Le tumulte se prolonge. Loin de calmer le jeu, la présidente de l’Assemblée, Yaël Braun-Pivet en rajoute, sortant ainsi de son rôle.

Monsieur Portes, je crois que l’hémicycle vous demande des excuses.

Yaël Braun-Pivet, députée Renaissance des Yvelines et présidente de l’Assemblée nationale

La séance est suspendue pour dix minutes. À la reprise, c’est Aurore Bergé qui monte à l’assaut.

Nous ne laisserons passer aucun comportement qui dégrade notre Assemblée nationale. Aucun comportement. Nous exigeons des excuses de votre part pour les propos que vous avez eus et l’attitude provocatrice qui est la vôtre.

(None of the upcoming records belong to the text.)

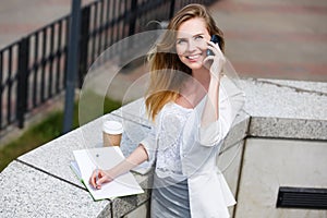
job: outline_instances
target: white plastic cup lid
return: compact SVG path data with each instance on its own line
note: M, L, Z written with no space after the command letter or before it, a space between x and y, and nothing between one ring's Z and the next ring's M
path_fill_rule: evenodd
M108 134L121 134L123 132L123 126L117 121L105 121L102 130Z

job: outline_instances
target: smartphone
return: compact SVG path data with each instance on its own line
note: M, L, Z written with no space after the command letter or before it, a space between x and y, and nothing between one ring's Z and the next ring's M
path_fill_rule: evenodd
M218 45L220 43L219 37L217 35L213 35L210 41L213 41L214 44L218 44ZM214 52L210 49L208 49L207 56L214 56Z

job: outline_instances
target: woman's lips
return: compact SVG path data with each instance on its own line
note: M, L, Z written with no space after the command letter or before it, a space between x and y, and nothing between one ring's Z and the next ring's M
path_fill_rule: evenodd
M201 55L194 55L194 56L186 56L186 59L189 61L195 62L199 59Z

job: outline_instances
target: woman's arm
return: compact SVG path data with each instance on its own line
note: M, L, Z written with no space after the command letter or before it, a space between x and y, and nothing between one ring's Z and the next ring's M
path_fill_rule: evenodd
M207 65L210 64L210 83L208 87L207 99L202 113L201 126L205 128L213 122L216 122L219 118L219 86L221 71L226 63L223 53L218 45L208 41L208 48L214 52L214 56L208 56L204 62Z
M108 170L95 170L89 178L89 184L94 189L101 189L102 183L111 182L114 178L130 171L145 160L148 160L148 155L144 146L140 144L128 158L113 168Z

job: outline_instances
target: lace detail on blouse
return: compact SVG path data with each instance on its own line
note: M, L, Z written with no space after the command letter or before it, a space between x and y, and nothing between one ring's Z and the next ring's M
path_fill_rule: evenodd
M180 148L182 133L192 109L168 104L161 110L158 129L156 172L159 177L183 179Z

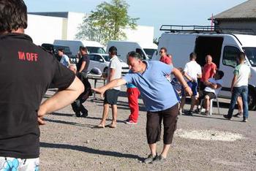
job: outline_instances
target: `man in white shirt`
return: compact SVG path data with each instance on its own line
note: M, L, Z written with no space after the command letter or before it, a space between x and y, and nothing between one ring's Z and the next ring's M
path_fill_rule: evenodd
M189 55L190 61L187 63L184 69L184 75L187 80L187 85L191 88L193 94L191 96L191 107L189 111L186 113L188 115L192 115L192 111L195 104L196 96L197 96L197 78L202 77L201 66L195 61L197 59L197 54L195 53L191 53ZM186 94L182 91L182 98L181 102L181 106L179 107L179 113L183 112L183 107L185 104Z
M62 48L58 50L58 55L61 57L59 62L66 67L68 67L70 65L69 58L64 53L64 50Z
M243 122L246 122L248 119L248 81L251 75L251 69L249 66L244 64L245 54L239 53L237 56L238 65L236 66L234 70L234 77L231 84L231 102L227 115L224 115L223 117L227 119L231 119L233 112L235 109L236 102L238 96L241 96L243 101Z
M108 53L110 58L110 63L108 66L108 83L115 79L121 78L121 62L117 57L117 49L116 47L112 46L108 50ZM112 123L108 125L110 128L116 127L116 118L117 118L117 99L118 93L120 91L121 86L114 87L112 89L109 89L105 92L104 99L104 108L102 113L102 118L98 126L95 128L104 128L106 122L106 119L108 115L109 105L112 107Z
M199 97L199 103L203 99L204 107L206 108L205 115L208 115L210 109L210 100L212 99L216 99L218 94L222 88L222 77L224 76L224 72L220 70L217 70L216 74L214 77L209 78L208 80L203 83L206 85L206 88L203 91L203 96ZM198 106L199 109L200 108Z

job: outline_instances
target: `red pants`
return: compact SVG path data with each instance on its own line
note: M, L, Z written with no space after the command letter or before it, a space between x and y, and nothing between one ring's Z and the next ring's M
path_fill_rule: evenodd
M139 98L140 93L138 88L128 88L127 92L129 107L131 110L129 120L132 120L133 122L137 123L139 116L139 104L138 103L138 99Z

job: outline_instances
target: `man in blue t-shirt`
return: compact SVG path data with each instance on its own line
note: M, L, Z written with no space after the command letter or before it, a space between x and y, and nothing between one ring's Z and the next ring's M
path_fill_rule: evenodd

Aurore Bergé, députée des Yvelines et présidente du groupe parlementaire Renaissance

Dangereux précédent

Nouvelle suspension de séance et réunion du bureau de l’Assemblée. Elle va durer plus de deux heures. C’est Marine Le Pen qui se montre la plus acharnée contre Thomas Portes. Elle tient enfin sa revanche sur La France insoumise après l’exclusion en novembre d’un député de son groupe, Grégoire de Fournas. Celui-ci avait invectivé dans des termes ambigus le député insoumis Carlos Martens Bilongo, provoquant un tumulte généralisé. De retour en séance, la sanction tombe.

Le bureau, après en avoir délibéré très longuement, a décidé de proposer à l’Assemblée nationale de prononcer à son encontre la censure avec exclusion temporaire.

Cette décision pose un sérieux problème de droit. L’Assemblée nationale peut-elle sanctionner l’un des siens pour son comportement à l’extérieur de l’enceinte parlementaire ? Il existe un règlement qui permet à la présidente d’assurer la police des débats dans l’hémicycle. Mais ce texte ne saurait prévaloir sur le Code pénal dès lors que les portes de l’Assemblée nationale sont franchies. Qui plus est, il n’est pas certain qu’un tribunal aurait retenu une infraction.

Cette photo et le commentaire qui l’accompagne constituent-ils une incitation à la haine, à la violence ou à la discrimination ? Les critères ne semblent pas réunis. C’est donc un dangereux précédent qui s’installe. Un parlementaire d’opposition voit sa liberté d’expression entravée par des adversaires politiques déclarés, Renaissance et le Rassemblement national, là où un citoyen ordinaire n’encourrait aucune sanction.